El Nacional comprobó que no hay francotiradores en las azoteas y no se avistan funcionarios uniformados del Sebin en los pasillos.

En el piso 17 de la torre norte hay un helipuerto donde aterrizan los helicópteros que trasladan a pacientes importantes que requieren asistencia inmediata. A pesar de que esta instalación se comunica con el piso nueve a través de ascensores, no se han escuchado sobrevuelos en las últimas dos semanas.

Muchos advierten que el piso nueve está habitado por personal sanitario cubano que no tiene contacto con el resto de los empleados del hospital. Aunque no hay constancia de que se pida al servicio de lavandería que recoja sábanas o toallas usadas en el piso nueve, ni se solicitan bandejas de comida a la cocina del hospital, los empleados coinciden en que la asistencia al mandatario puede cubrirse por completo dentro del piso nueve sin que se perciba movimiento alguno.

Un soldado con cara de adolescente de Casa Militar chequea los pasillos del piso siete para que nadie atraviese escaleras que no debe. Afirma que no ha visto al Presidente, pero apuesta su vida a que se está recuperando en el Hospital Militar. “Pronto va a volver, vas a ver”, expresa lleno de optimismo.

Sin equipos para pacientes oncológicos

El hospital militar no está en capacidad de atender a pacientes con cáncer que necesiten radioterapia. El servicio no funciona desde 2008, cuando se intentó instalar un acelerador lineal marca Siemens al que le fallaron las piezas. La máquina permanece en el sótano, cerca de la entrada del Servicio Terapéutico Oncológico.

Dos fuentes consultadas señalan que el equipo de cobaltoterapia (para tratamiento con radiaciones) está parado desde 2008. El tomógrafo y el equipo de hemodinamia tampoco funcionan. En 2012 se inició la instalación de un nuevo acelerador lineal, pero el proceso está retrasado.

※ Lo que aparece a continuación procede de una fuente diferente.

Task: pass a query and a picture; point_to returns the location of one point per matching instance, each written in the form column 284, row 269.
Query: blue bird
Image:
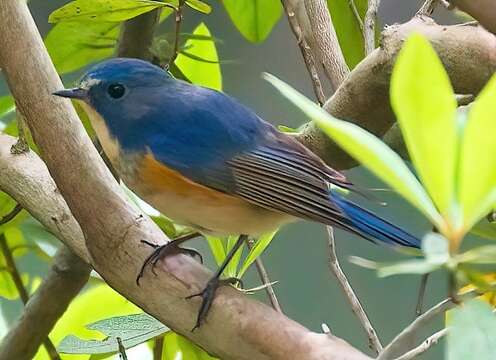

Estos equipos -señalaron- requieren de tiempos prolongados para su instalación y prueba, y de fuentes de energía eléctrica especiales. No han podido constatar que aparatos de este tipo se encuentren en el piso donde estaría internado el Presidente. Precisan que estas máquinas suelen estar en sótanos o plantas bajas, pues necesitan búnkeres con paredes gruesas que ofrezcan protección de las radiaciones.

"Si en ese piso están esos equipos es porque los consiguieron a través de convenios internacionales como el de Cuba, porque no sabemos de casas comerciales que los hayan vendido al hospital militar recientemente", afirmó uno de los consultados.